Heute halten wirs mal wieder wie der frühe Vogel: Um 8:00 klingelt der Wecker, um 8:05 sind wir unterwegs. Vorbei geht es an Tregastel Plage, Trebeurden in Richtung Westen, also Biskaya. Das Wetter zeigt sich zunächst als dunkel-verhangen und regnerisch. Unser anvisiertes Etappenziel ist heute ein Ankerplatz oder ggf. ein Hafen in L` Aber Wrac `h. Mit 2200 rpm ziehen wir unsere Bahn mit der Tide im Nacken und etwa 5 kn Wind auf die Nase…….auch wenn das Motoren nervt, so wollen wir doch nicht auf der Anchorage vor Guirec bei suboptimalem Wetter auf passenden Wind wartend vor uns hingammeln. 12:00: Die Wolken haben sich verzogen und endlich scheint wieder die Sonne. Eine langgezogene Dünung läuft vom Atlantik Richtung englischer Kanal und das Wasser wird langsam immer blauer. Leider weht der Wind weiterhin aus West, so dass wir unter Maschine laufen um die Tide voll auszunutzen. Die aktuellen Gribfiles für die Biskaya stimmen uns vorsichtig optimistisch vielleicht Mitte nächater Woche Richtung Spanien starten zu können. Zum Lunch gibt es einen köstlichen Thunfisch-Salat, heute sogar mit gekochten Eiern garniert. 15:00: Wie erwartet ist die Strömung jetzt gekippt und wir schieben uns gerade mal mit 1.9 Knoten über Grund weiter die Küster hinunter. Und das wird wohl auch für die nächsten 6 Stunden so bleiben. 18:40: Kurz bevor wir in die konkrete Ansteuerung übergehen, fällt uns auf der Karte eine Möglichkeit auf, ein paar Meilen zu sparen; der Chenal de la Malouine wirkt zwar sowohl auf der Karte, als auch im Reeds recht tricky, doch sind die Bedingungen denkbar günstig: Tageslicht und wenig Wind, der zudem noch aus Richtung des vorherrschenden auflaufenden Wassers setzt (zumindest bis zur Vereinigung mit dem Grand Chenal) setzt……so wollen wir unser Glück in dieser Abkürzung suchen (Reeds:“precise tracking is reqired, caution: breakers and cross-tides“ – klingt doch interessant…nen kleiner Nervenkitzel zum Abend…).

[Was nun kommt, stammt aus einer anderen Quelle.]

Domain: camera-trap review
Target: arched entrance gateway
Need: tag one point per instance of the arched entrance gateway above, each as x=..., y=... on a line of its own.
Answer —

20:00: Wir sind fest in einem wirklich schönem Hafen, der Weg hat sich also gelohnt.

Und zum Schluss noch ein letzter Gastbeitrag von Nikita:

Today was the last sailing day of Lada Depmak, there was allmost now wind and we were coming from Enkhuizen. So we were going 3 knots but in front of the wind.
We were a bit upset we have to leave our boat, our home after such a great holiday, maybe the best holiday of my life. No not maybe, I’m sure! When we were finally in Lemmer we cleaned the whole boat, every inch is clean now, it was 2 hours work but we succeeded and finally we ate in the macDonalds. After my dinnner my dad even bought me a mcFlurry which was really nice because there was caramel in it. And everyone who know me knows I love food! After eating we went home and there was my little sister who made cookies for our homecoming, that was really nice!